Nope. Just figure out the asteroid's center of mass and have the tug attach a cable so that it is providing thrust through that point. It then becomes possible to disconnect the cable, reposition to a different vector and then reattach the cable, again thrusting through the center of mass.
Think through that
slowly and you can see that mission planners will have a handful. How do you attach the cable to the asteroid? If you are going to try to anchor it, what kind of anchor do you use?
You can't drill into the asteroid without somehow being attached to it firmly enough to apply significant force to the drill bit, which implies that you've already driven some anchors to hold your satellite against the asteroid, which required drilling...
You probably can't glue something to the asteroid because the surface is likely covered with a fine powder, and in fact much of the outer surface might be pretty loose grains, which could throw any drilling to set an anchor out the window, too.

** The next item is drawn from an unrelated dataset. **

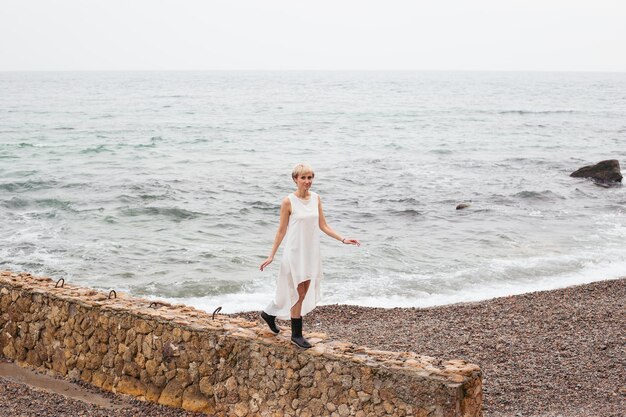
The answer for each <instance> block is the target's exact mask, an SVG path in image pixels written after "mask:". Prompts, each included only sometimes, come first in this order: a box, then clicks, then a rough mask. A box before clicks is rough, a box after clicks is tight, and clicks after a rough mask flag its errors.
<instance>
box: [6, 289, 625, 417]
mask: <svg viewBox="0 0 626 417" xmlns="http://www.w3.org/2000/svg"><path fill="white" fill-rule="evenodd" d="M237 316H240V317H246V318H249V319H251V320H254V321H258V315H257V313H256V312H248V313H241V314H238V315H237ZM279 323H280V324H281V325H282V327H283V331H289V324H288V323H287V322H279ZM307 329H308V330H310V331H313V330H314V331H324V332H326V333H328V335H329V336H330V337H331V338H332V339H342V340H346V341H350V342H353V343H356V344H359V345H364V346H368V347H371V348H375V349H384V350H399V351H414V352H417V353H419V354H422V355H429V356H435V357H438V358H441V359H454V358H461V359H465V360H468V361H471V362H473V363H477V364H479V365H480V366H481V368H482V370H483V384H484V387H483V388H484V395H485V397H484V401H485V402H484V410H485V416H487V417H492V416H493V417H500V416H514V417H518V416H519V417H540V416H541V417H557V416H563V417H566V416H567V417H583V416H584V417H587V416H594V417H613V416H615V417H618V416H619V417H623V416H625V415H626V278H622V279H618V280H611V281H601V282H596V283H592V284H587V285H581V286H576V287H570V288H565V289H560V290H554V291H544V292H535V293H529V294H524V295H518V296H511V297H503V298H496V299H493V300H488V301H483V302H478V303H467V304H455V305H449V306H442V307H433V308H427V309H406V308H402V309H401V308H394V309H381V308H364V307H357V306H346V305H330V306H320V307H318V308H317V309H316V310H315V311H314V312H313V313H311V314H309V315H307V316H306V317H305V333H306V330H307ZM75 386H76V387H77V389H80V390H83V391H84V392H85V393H88V394H89V393H91V394H93V395H94V396H104V397H106V398H108V399H109V400H110V403H108V404H106V405H102V404H101V403H100V405H97V404H94V402H95V401H91V402H90V401H88V400H87V401H86V400H84V396H83V397H82V398H83V399H76V398H71V397H68V396H67V395H62V394H63V393H55V392H50V390H43V389H41V388H36V387H34V386H32V384H30V385H29V383H28V381H23V380H21V379H20V378H15V377H13V378H12V377H10V376H8V377H0V416H111V415H115V416H120V417H126V416H163V417H167V416H197V415H198V414H194V413H188V412H184V411H182V410H176V409H172V408H168V407H161V406H157V405H154V404H149V403H145V402H141V401H137V400H134V399H131V398H129V397H126V396H120V395H114V394H111V393H106V392H102V391H100V390H97V389H95V388H93V387H90V386H88V385H87V384H84V383H77V384H75Z"/></svg>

So you'll probably have to wrap the cable around the asteroid, but then you'll need more than one cable because you can balance a basketball in a loop of cord; it will always fall out one side or the other. If you try to loop the cord around the asteroid, there's the deployment problem of trying to get the free end of the cord to stay where you left it as the satellite makes a circle. This would be simple if you attached the free end to the asteroid, but that brings up the problem of how to attach the end of a string to an asteroid.

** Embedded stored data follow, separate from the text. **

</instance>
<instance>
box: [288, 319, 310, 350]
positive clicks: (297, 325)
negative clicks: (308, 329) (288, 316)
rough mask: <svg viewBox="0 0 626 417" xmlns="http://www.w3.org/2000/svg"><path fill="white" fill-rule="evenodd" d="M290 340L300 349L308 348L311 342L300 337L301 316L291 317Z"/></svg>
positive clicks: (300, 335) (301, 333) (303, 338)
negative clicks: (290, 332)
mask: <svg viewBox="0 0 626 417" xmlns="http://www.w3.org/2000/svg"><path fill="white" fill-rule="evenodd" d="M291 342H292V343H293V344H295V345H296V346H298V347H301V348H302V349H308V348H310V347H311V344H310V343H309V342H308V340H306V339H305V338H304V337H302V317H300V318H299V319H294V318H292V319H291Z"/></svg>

Using a net or bag instead of a single cable might work, but you'll need something to hold the net open so you can get the asteroid inside, and somehow you have to keep the cords that run to the net from snagging the asteroid as you try to complete the operation, and that implies arms to hold the strings to the side or some other pretty sophisticated technique.
But then you've got the problem that the asteroid is probably spinning very slowly, which is going to reel in the satellite unless the satellite orbits to match the asteroid's rotation. The only way to de-spin the asteroid is to apply a torque, but cords only work in tension, so you'll have to apply little tugs with the cord, ideally while the thrust is aimed along the desired flight vector to avoid wasting fuel. But you also need the cord to pass to the side of the asteroid's center of mass so that each pull will reduce the rotation rate, and given the relative mass of the asteroid and satellite, and that the asteroid's rotation will probably include tumbling, controlling all that will be complicated.
And when you periodically tug on a cord you're introducing dynamics where the cord's elasticity pulls the satellite back toward the asteroid after each tug, slackening the cable and tending to crash the satellite into the asteroid while getting the loose cable tangled in the satellite's antennas and solar arrays. Untangling after such an event would probably take days of mission planning to figure out how to roll, pitch, and yaw the satellite so the cable doesn't do any damage, and that would have to be done with the cable still flopping around in real time. They'd want to avoid that situation at all costs.
So cutting thrust will have to be a carefully controlled operation, more of a return to station-keeping based on video of the cable position and range to the asteroid.
In contrast, a big bucket with a lid and a thruster in back is easy peasy, and you won't lose a single grain of material, as long as the asteroid is small enough to fit in the bucket. If after capture you sprayed in some aerogel or other foam, then the asteroid/satellite assembly becomes a single solid body and dynamic control is simple.